Florian Illies’ new book, 1913

German journalist and writer Florian Illies, who has previously written Generation Golf, a critical look at the lack of idealism and style-fixation of his own 1980s’ generation, has delved further back into the past to produced a fascinating historical account in his book 1913.

The work tells the story of the year through a series of intriguing snippets, recorded month by month and fashioned into a diary of Europe.

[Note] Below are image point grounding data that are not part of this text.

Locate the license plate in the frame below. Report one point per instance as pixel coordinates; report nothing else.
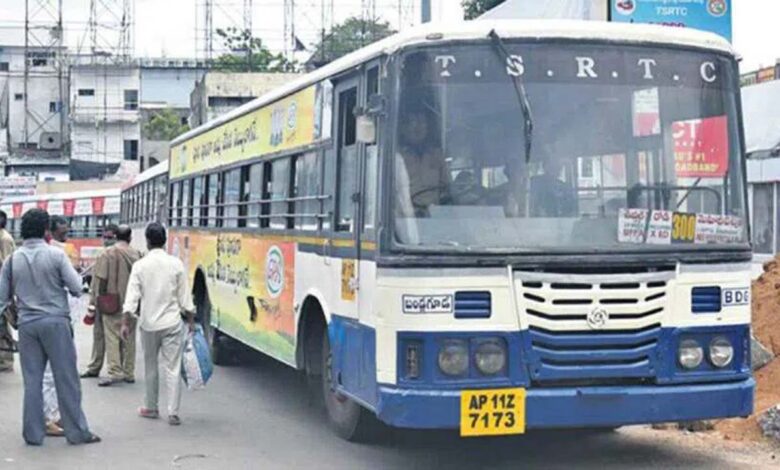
(492, 412)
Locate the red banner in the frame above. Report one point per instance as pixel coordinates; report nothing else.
(97, 205)
(69, 207)
(701, 147)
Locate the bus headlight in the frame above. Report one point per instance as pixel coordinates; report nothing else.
(690, 354)
(454, 357)
(490, 356)
(721, 352)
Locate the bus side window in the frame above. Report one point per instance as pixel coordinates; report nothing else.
(243, 196)
(255, 193)
(347, 161)
(371, 160)
(280, 183)
(265, 210)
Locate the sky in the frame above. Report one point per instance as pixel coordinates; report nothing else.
(168, 27)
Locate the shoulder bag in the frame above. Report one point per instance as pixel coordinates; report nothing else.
(108, 304)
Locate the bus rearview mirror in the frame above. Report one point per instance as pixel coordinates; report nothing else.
(366, 130)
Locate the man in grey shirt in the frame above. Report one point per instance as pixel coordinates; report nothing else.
(38, 275)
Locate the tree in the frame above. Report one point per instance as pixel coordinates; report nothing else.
(249, 54)
(164, 125)
(348, 36)
(474, 8)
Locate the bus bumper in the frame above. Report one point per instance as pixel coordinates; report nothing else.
(578, 406)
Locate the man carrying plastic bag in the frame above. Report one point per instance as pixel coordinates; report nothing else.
(196, 361)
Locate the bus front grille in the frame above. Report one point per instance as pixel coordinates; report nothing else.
(591, 327)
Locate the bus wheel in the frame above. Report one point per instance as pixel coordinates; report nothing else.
(348, 419)
(219, 355)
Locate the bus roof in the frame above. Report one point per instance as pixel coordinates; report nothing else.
(433, 33)
(146, 175)
(113, 192)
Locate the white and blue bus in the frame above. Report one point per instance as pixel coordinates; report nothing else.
(489, 226)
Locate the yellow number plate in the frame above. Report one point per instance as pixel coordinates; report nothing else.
(492, 412)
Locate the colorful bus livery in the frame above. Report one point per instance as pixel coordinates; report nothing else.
(491, 227)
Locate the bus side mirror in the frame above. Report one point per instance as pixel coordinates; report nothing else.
(366, 130)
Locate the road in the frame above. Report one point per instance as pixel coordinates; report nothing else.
(257, 415)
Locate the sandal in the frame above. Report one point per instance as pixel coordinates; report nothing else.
(147, 413)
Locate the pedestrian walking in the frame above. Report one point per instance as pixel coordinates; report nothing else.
(110, 277)
(58, 232)
(37, 275)
(98, 337)
(157, 293)
(7, 246)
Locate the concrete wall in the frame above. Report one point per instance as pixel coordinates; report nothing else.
(171, 86)
(103, 122)
(221, 84)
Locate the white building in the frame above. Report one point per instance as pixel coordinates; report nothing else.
(219, 92)
(33, 130)
(105, 119)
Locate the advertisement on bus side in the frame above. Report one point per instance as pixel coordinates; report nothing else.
(250, 284)
(292, 122)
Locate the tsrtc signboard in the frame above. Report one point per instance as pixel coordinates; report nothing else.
(708, 15)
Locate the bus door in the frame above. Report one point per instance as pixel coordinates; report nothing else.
(345, 245)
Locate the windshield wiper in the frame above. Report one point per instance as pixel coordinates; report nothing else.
(522, 97)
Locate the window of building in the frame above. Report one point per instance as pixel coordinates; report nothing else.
(131, 100)
(131, 150)
(279, 191)
(232, 196)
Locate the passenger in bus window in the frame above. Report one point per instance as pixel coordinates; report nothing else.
(422, 178)
(551, 196)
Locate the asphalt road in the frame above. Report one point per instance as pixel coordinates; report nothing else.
(257, 415)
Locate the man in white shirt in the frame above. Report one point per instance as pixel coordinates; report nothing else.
(158, 285)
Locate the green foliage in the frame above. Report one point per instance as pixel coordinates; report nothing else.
(474, 8)
(164, 125)
(349, 36)
(248, 54)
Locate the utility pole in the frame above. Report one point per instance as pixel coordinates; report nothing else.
(425, 8)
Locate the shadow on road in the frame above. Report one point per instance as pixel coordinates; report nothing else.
(284, 391)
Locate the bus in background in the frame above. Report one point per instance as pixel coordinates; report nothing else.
(485, 226)
(143, 201)
(87, 212)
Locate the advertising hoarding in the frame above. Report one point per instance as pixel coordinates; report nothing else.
(707, 15)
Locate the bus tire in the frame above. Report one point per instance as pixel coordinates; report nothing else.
(348, 419)
(217, 347)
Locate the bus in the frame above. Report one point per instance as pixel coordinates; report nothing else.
(143, 200)
(488, 227)
(87, 212)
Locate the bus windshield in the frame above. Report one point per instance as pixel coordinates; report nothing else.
(631, 148)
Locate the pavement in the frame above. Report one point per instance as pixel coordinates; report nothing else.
(257, 415)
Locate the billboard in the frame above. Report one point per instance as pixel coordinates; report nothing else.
(707, 15)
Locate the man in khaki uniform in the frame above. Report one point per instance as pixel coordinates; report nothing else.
(7, 246)
(98, 338)
(111, 276)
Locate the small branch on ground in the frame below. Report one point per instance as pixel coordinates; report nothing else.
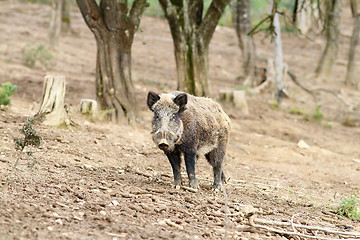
(254, 222)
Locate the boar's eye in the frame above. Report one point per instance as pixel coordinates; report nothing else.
(156, 116)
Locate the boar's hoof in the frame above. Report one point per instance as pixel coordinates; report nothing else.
(218, 187)
(163, 146)
(193, 184)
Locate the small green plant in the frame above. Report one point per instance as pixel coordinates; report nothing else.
(30, 138)
(37, 54)
(349, 207)
(317, 114)
(6, 90)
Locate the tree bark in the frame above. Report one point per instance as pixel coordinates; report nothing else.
(89, 107)
(332, 21)
(55, 22)
(191, 33)
(65, 16)
(351, 78)
(52, 109)
(114, 26)
(242, 22)
(279, 66)
(303, 15)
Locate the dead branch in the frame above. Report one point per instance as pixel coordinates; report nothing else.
(253, 222)
(313, 91)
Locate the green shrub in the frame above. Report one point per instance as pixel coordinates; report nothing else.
(6, 90)
(348, 207)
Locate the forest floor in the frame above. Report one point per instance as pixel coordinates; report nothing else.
(100, 180)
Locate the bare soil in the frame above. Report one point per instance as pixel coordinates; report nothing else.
(100, 180)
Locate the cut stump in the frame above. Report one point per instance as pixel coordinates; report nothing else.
(52, 110)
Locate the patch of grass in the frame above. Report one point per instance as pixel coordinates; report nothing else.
(317, 114)
(295, 111)
(242, 87)
(30, 138)
(274, 105)
(6, 90)
(349, 207)
(34, 54)
(348, 122)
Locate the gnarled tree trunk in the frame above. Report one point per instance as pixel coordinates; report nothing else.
(191, 33)
(55, 22)
(242, 22)
(332, 21)
(351, 78)
(114, 26)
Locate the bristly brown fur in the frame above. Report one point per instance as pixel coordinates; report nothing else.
(199, 127)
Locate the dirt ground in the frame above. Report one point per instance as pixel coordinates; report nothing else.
(106, 181)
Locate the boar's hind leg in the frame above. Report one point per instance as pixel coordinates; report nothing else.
(190, 159)
(216, 158)
(175, 160)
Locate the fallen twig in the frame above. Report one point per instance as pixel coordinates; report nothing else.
(253, 222)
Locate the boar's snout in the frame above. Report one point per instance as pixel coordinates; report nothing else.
(163, 146)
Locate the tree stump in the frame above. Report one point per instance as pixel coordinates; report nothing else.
(89, 107)
(52, 110)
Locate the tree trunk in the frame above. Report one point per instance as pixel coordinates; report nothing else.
(279, 76)
(332, 21)
(55, 22)
(52, 110)
(191, 34)
(89, 107)
(242, 24)
(192, 66)
(65, 16)
(351, 78)
(303, 19)
(114, 26)
(114, 88)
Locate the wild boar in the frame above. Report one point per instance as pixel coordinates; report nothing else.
(192, 126)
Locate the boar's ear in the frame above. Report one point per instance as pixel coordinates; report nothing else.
(181, 101)
(152, 99)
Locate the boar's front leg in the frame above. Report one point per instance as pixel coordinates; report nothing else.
(190, 159)
(216, 158)
(175, 160)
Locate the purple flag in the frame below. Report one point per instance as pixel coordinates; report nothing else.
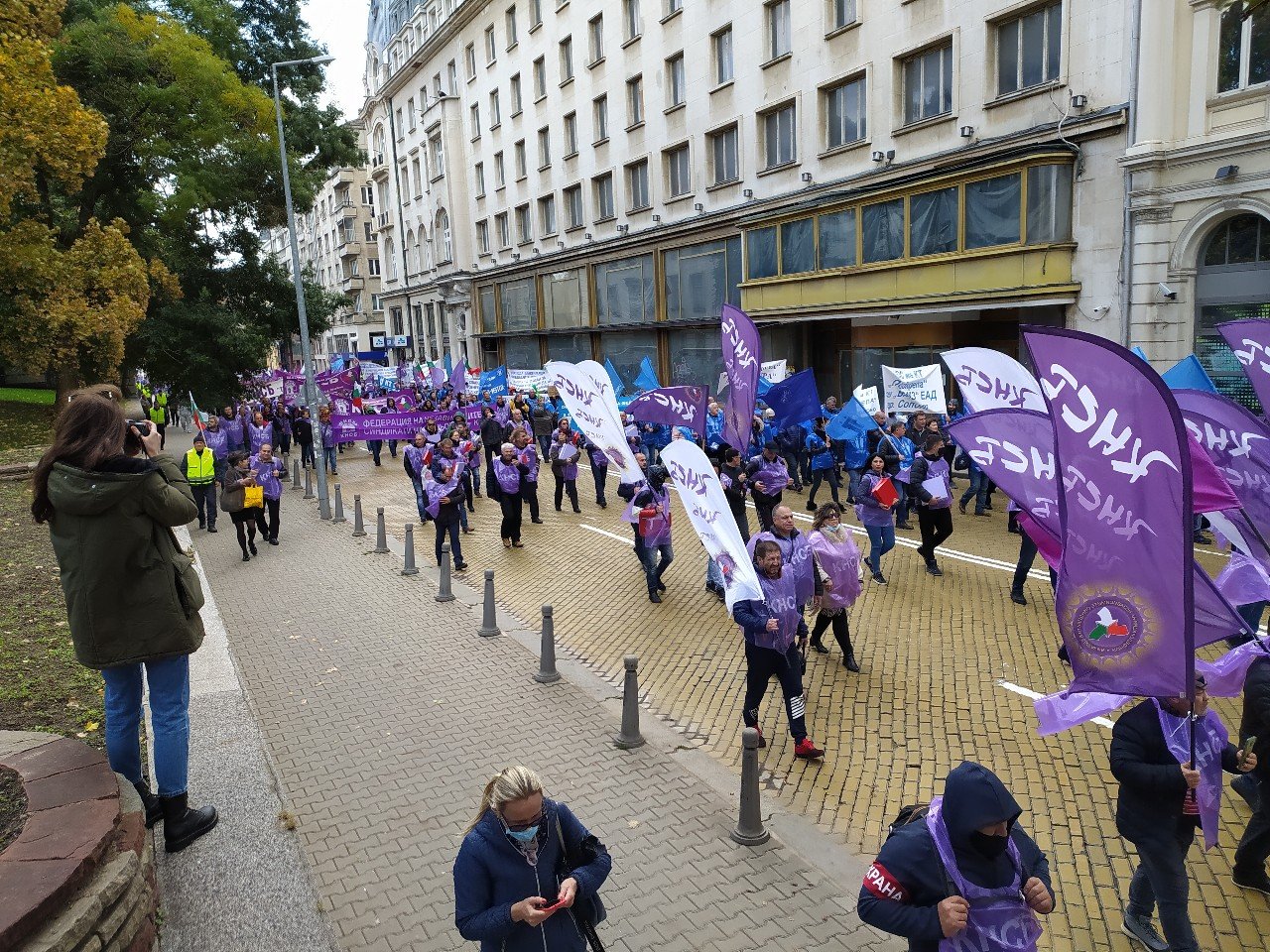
(742, 359)
(672, 407)
(1250, 340)
(1127, 611)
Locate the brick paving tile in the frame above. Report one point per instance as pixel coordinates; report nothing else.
(384, 715)
(934, 652)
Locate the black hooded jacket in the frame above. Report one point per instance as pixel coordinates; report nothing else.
(907, 881)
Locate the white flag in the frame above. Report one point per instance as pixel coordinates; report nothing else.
(701, 494)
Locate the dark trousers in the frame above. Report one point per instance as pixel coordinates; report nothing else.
(447, 525)
(829, 476)
(599, 474)
(204, 498)
(512, 515)
(841, 630)
(765, 504)
(267, 518)
(530, 492)
(1255, 846)
(761, 664)
(1161, 880)
(937, 526)
(571, 488)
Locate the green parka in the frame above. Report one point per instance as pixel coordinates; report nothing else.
(132, 594)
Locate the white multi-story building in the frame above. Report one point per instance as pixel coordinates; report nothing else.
(871, 180)
(336, 243)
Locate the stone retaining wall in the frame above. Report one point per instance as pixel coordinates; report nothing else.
(81, 876)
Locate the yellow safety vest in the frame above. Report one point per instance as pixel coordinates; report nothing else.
(200, 467)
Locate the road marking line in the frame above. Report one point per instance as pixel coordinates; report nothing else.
(1034, 696)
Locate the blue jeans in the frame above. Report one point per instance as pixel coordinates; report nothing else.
(169, 716)
(881, 539)
(1161, 880)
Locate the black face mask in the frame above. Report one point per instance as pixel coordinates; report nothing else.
(988, 846)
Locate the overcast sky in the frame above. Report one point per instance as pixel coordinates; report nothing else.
(340, 26)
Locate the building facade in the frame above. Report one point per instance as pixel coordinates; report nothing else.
(338, 246)
(871, 180)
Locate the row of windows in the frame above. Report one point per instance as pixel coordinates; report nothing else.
(1033, 207)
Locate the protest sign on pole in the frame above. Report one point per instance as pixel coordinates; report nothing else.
(906, 390)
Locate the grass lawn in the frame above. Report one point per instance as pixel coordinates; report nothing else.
(42, 687)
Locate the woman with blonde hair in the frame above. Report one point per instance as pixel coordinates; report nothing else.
(527, 864)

This was the momentous year in which Charlie Chaplin signed his first movie contract; a love-sick Kafka had just finished writing the classic Metamorphosis and Franz Wedekind’s Lulu was banned.

Elsewhere, Stravinsky’s Rite of Spring caused a riot in Paris; a cat crept into Sigmund Freud’s studio and the first aerobatic loop-the-loop was flown.

Illies firmly believes that Vienna, with its largely Jewish intelligentsia, was the European capital of ideas in 1913 – with Freud, Schnitzler, Zweig, Wittgenstein, Klimt and Kokoschka all swapping ideas, and often muses, in the city’s hundreds of cafés.

Also in Vienna, the 23-year-old Adolf Hitler, rejected from art school, spent his days painting quaint watercolours and wandering around the park of the Schonbrunn Palace.

Illies even speculates that Hitler may well have tipped his hat to future Russian tyrant Joseph Stalin, who also liked to wander around the park.

In many ways, the year 1913 was remarkably similar to 2013. The world was newly linked by the telephone, making instant communication possible, while capitalism and international trade were flourishing, with London already Europe’s financial centre.

Ludwig Meidner’s Apocalyptic Landscape was an eerie portrayal of the chaos set to engulf Europe

Modern art and jazz were shocking the critics and motor vehicles were taking over Europe’s roads.

Given the carefree atmosphere, it is perhaps surprising many had premonitions of ruin. The composer Arnold Schoenberg, born on 13 September, was so superstitious about the number 13 that he went to great lengths to avoid it, even as a page number, but ended up dying on Friday, 13 July, 1951.

Meanwhile, 1913 did prove a lucky year for the writer Thomas Mann, whose new novel Death in Venice was acclaimed, but Mussolini’s favourite poet, Gabriele D’Annunzio, wrote the date 1912+1 throughout the year to avoid the omnipresent unlucky number 13.

In February 1913, Stalin met Trotsky for the first time – and in the very same month, in Barcelona, a man was born who would later murder Trotsky on Stalin’s orders. So perhaps 1913 was an unlucky year after all.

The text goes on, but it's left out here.